Gnamien Attoubré : La situation sécuritaire au Sahel est critique. Elle conjugue à la fois les crises communautaires, velléités sécessionnistes comme le cas de l’Azawad au Mali, la criminalité transfrontalière avec des réseaux de trafics illicites de tout genre et aujourd’hui une menace terroriste qui a fini par s’imposer. Cette problématique profonde nécessite la mobilisation de tous les acteurs politiques. Dans ce sens, les sociétés civiles ont plusieurs rôles à jouer.

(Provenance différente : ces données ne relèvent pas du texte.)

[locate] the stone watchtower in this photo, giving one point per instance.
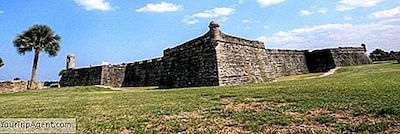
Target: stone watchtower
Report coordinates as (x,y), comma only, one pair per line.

D’abord, elles doivent jouer le rôle d’éducation des populations sur la paix et la cohésion sociale à travers l’organisation de formation. Des initiatives dans ce sens contribueront à lutter contre la radicalisation et l’extrémisme violent. Ce travail doit être orienté à la fois vers les jeunes que les guides religieux et les chefs communautaires.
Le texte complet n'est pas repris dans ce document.